August 1988 - BB Barrage, Cribbage 128, Investor

Features on MIDI and Voice Synthesis. A complaining letter to the editor mentioned the large volume of mail they'd get. It's tough to get a scale of importance of this kind of magazine, relative to, say, pure online plays. I mean, the distribution to so many news stands is kind of amazing to think about. (And as always, I'm grateful to my uncle that he liked the scene enough to get the magazine on disk, and then later passed on a large collection to me.)

Game review quote of the month, on Zig-Zag: "The Matrix of Zog will remind you of a cross between Versailles and a 1930s bijou." (That same review had an earlier Hitler reference, suggesting maybe videogames might have placated Hitler after his art school failure.)

Later in the issue I liked this lead in to a piece on Computer Speech:

Computers talk. Ask anybody.   
It's easy on Star Trek. "Computer," Captain Kirk might say, "cross reference the Klingon flight pattern with the dance of the Earth worker bee." 
"Working . . .," the computer says. And then, "Completed."  
"Estimate the next time that the Klingons will pass in front of us."  
"Working. . . , Five minutes, 28 seconds."  
"Scotty, I need full power in five minutes." 

That's an evocative and imaginative example!  (Up until this post, this OCR'd transcription was the only place "dance of the Earth worker bee" appeared on Google- I didn't realize that someone was OCRing these, though I'm still not sure if it would help with the type-in only games of the early issues.) It also reminds me how Star Trek: The Next Generation had started just the year before.

BB Barrage - William Chin

This 2-player only game plays like a digital version of the tabletop game Crossfire. Each player controls a stationary but rotating cannon that launches a potentially endless stream of tiny pixel BBs. It also had a board editor and a bunch of settings to fiddle with. Really need to try this one with a buddy, for now the technical aspect is impressive enough, and the concept solid enough (I tried the same idea with Java physics way back when) that I'm saying Tentative Rating 4/5

Cribbage 128 - Bruce Boyles

A C-128 card game. I can't fairly judge this as it's so not my cuppa, but the fact that you have a computer opponent and that the scoring of the game could otherwise be very fiddly makes me suspect that people who like this sort of thing with find this the sort of thing that they like.

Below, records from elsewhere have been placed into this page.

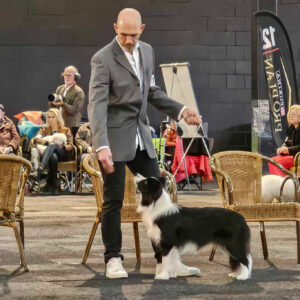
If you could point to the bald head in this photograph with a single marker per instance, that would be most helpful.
(129, 27)
(129, 15)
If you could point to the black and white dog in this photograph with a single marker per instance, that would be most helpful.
(175, 230)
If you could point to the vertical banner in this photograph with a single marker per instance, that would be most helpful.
(277, 56)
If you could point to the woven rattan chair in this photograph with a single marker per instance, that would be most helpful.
(14, 171)
(296, 167)
(239, 178)
(128, 213)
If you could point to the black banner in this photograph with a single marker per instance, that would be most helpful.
(279, 69)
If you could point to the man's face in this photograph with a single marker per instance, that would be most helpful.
(129, 33)
(69, 77)
(2, 113)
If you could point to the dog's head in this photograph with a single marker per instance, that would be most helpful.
(59, 139)
(151, 189)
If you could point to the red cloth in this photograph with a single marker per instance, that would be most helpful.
(286, 161)
(197, 165)
(33, 116)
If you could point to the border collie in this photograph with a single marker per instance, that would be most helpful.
(175, 230)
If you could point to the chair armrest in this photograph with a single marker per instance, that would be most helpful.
(296, 160)
(290, 175)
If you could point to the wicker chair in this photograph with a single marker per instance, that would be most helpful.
(296, 167)
(67, 166)
(128, 213)
(239, 178)
(13, 177)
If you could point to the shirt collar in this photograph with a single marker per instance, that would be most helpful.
(137, 45)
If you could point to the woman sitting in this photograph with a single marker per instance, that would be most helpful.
(291, 145)
(54, 143)
(9, 137)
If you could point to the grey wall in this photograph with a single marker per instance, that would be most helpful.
(39, 37)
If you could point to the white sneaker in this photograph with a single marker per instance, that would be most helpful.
(114, 268)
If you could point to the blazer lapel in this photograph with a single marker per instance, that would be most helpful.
(121, 58)
(143, 64)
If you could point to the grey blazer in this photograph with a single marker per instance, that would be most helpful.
(116, 104)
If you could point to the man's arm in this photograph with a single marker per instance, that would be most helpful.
(97, 112)
(15, 138)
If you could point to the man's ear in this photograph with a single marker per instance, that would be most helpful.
(116, 28)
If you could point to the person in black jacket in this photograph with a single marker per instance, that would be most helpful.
(291, 145)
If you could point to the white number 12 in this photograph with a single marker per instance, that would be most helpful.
(267, 43)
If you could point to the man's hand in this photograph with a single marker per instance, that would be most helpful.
(6, 150)
(89, 150)
(190, 117)
(283, 150)
(59, 102)
(105, 158)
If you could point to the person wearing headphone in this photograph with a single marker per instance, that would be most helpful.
(70, 99)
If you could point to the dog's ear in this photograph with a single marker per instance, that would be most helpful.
(155, 187)
(163, 180)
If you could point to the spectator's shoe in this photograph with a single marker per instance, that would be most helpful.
(39, 172)
(114, 268)
(55, 190)
(46, 189)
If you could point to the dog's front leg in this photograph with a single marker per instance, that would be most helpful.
(165, 266)
(158, 257)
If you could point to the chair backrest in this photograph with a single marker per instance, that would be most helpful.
(244, 170)
(11, 170)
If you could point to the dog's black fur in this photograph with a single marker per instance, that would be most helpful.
(199, 226)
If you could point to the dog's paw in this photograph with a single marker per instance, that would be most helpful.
(173, 274)
(162, 276)
(242, 277)
(158, 269)
(232, 275)
(188, 271)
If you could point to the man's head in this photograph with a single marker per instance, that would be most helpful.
(129, 27)
(70, 75)
(2, 111)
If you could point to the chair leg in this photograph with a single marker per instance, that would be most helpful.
(213, 252)
(91, 238)
(264, 240)
(19, 243)
(298, 240)
(22, 233)
(137, 241)
(80, 179)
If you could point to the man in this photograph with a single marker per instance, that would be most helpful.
(84, 138)
(71, 99)
(121, 84)
(9, 137)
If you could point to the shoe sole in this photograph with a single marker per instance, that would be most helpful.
(117, 276)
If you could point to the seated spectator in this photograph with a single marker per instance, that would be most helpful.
(57, 148)
(70, 99)
(170, 134)
(291, 145)
(84, 139)
(9, 137)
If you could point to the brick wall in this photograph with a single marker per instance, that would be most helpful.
(39, 37)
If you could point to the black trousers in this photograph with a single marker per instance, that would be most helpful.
(52, 155)
(114, 185)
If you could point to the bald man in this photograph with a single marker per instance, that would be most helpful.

Rating:3/5

Investor - Troy Trucker

A stock market simulator for 1 or 2 players. The interface is oddly clunky, in terms of you have to type the full name of the player wanting to make a trade once you press space to stop the real time board updates, and then you have to type the full name of the category you want to buy or sell. The fun seemed pretty limited (though more entertaining via VICE's Warp Mode) but I liked the article's Bulls v Bears illustration:
Anyway, Rating:2/5

1 comment:

  1. BB Barrage was pretty fun with 2 players. I was very impressed by the number of objects they managed to get moving around at the same time, although too many does cause slowdown. Screen editor was a nice touch.

    Also, you didn't mention 3D Sprites (not a game) but that was a pretty nifty library.